例えば、ある人がメインでやっていた仕事が何か大きな業績をもたらした時に、周りの同僚や上司は当然その人に「よくやった」、「さすがだわ」、「やっぱりすごい才能の持ち主だな」などと高評価を与えます。
普通は大喜びするのでうが、この他人からの評価を受け入れられず、「いえ、これは皆さんのおかげで、私一人だったら絶対無理でした。周りの人と、あとは単に運が良かっただけで、私の力なんてこれっぽっちも役に立っていません。」と本気で思ってしまう事なんです。
どんなに素晴らしい結果を残したり、素晴らしい仕事をやってのけても、決して自分の力ではなく、「謙遜」などではなく、心の底からそう信じ込んでいます。
なぜ「impostor=詐欺師」と病名が付くのか?どんなに仕事や社会で経験や実績を積み上げてきたとしても、自身に対して自信を持つどころか、このキャリヤや今の立場はすべて偽りのもので、周りを騙しているものだと感じて、「自身は詐欺師なんじゃないか」と不安に思ってしまうから来ているようです。
また、一般的には男性よりも女性の方が多いとも言われ、社会的にはより高いキャリアを持つ人ほど陥りやすいとのデーターもあります。
このインポスター症候群になる原因には、個人の心理的な側面と環境などの外的要因という側面の2つが原因とされています。
まず、個人の心理的な側面としては、自身の実力にまったく自信を持てずにいる事にあります。
こんな実力のない自身が評価されたりすれば、周りの人たちから疎まれてしまう、自身への称賛の言葉を信じれず、きっと心の中では「あんな何もできない人がこんな結果を出せるわけがない。きっと汚い手でも使ったんだな」と他人に思われていると思い込み不安になります。
こういった自身や他人に対する不信感や不安感情が大きい事が原因である場合があるのでしょう。
続いて、外的要因に関してです。
諸説ありますが育って来た教育環境が影響している場合が考えられれます。
例えば、一つの作業や勉強に対して、それまでの過程(プロセス)などよりも、結果(リソルと)を重視した教育環境下で若年期をおくったことがあるか?
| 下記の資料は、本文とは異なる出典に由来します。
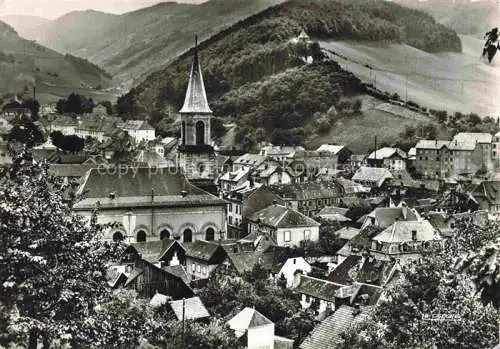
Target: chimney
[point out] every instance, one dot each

その人の過程や経験などではなく、どんな経緯があろうと関係なく、単なる「結果」だけを評価されきた耐性が原因です。
難しい表現になってしまいましたね?
具体的に言うと、自己評価が低い人々は自身の実力に対して常に不信感を持っています。
一般的には彼らの自己評価を高めるならば、どんな結果であろうと「何をして、どんな風にやってきたか」という「過程」を重視する事が重要で、少しずつでも自信を持たせる事ができますが「結果重視」になると、その人がどんな事をやってきたか、どれほどの実力を持っているかなどはほとんど見ずに、現れた結果だけを見てその人を判断します。
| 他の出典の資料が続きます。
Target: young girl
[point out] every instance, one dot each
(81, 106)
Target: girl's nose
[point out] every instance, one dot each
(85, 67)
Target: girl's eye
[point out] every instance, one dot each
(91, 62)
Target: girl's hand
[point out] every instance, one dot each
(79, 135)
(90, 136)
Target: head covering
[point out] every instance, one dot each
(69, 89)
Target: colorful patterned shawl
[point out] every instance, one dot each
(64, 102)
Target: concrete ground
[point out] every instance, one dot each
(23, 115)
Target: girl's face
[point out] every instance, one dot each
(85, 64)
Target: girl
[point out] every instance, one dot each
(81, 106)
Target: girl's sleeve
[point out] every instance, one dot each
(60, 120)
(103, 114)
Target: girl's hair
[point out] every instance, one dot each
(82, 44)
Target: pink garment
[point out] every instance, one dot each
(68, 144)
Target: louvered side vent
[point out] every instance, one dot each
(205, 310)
それゆえ、本当にそれは自身の実力なのか、たまたま運が良かっただけ、何を頑張れたのかわからない、といった状態になり、余計に「自身の力ではなく、結果だけが良かっただけなんだ」と思い悩む日々が続くように・・。
詐欺師諸侯群は女性の方が多い傾向にある原因としては、ここ2,30年で世界的にも女性も社会で活躍するべきだという思考が広まった時期がありますよね?仕事でも男性だけでなく女性もその才能や実力を発揮して、多くの女性が活躍する世の中になりました。
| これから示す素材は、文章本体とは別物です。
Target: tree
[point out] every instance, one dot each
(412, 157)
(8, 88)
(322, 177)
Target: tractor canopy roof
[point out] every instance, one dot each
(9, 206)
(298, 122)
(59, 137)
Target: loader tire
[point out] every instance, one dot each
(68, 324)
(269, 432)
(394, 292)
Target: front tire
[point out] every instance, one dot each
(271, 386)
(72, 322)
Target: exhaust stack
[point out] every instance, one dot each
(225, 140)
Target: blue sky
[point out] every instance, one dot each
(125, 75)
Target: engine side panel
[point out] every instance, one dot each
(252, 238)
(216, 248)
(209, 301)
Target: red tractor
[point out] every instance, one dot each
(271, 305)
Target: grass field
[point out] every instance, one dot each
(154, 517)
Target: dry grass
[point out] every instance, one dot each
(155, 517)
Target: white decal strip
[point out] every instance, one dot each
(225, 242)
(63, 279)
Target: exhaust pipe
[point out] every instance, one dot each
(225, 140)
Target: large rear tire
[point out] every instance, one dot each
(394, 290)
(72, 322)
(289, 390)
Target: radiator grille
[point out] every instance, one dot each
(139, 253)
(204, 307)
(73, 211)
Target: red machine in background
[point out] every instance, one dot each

しかし、中には大企業の場合上辺だけの役職だけであったりして「本当に自身の実力なのか、もしかしたら世間的な流れで私を評価しただけなんじゃないか」と考える女性も多かったの事も事実で「実力」で評価されたのか、「世間的」に評価せざる負えなかったのか、と悩んでしまう事が原因のようです。
最後にあまり聞きなれない病名でもあり、日本では知られていませんし、自覚することも難しい病気です。
特に日本で最近話題になることが多い「パワハラ」の遭遇者など世界中にこの症状で苦しんでいる人がいます。
たとえ、自身がそうでなくても、身近にこういった方々がいる可能性が考えられます。
彼らに対してしっかりと心の底からそれは「君自身の力なんだよ」と言ってあげましょう。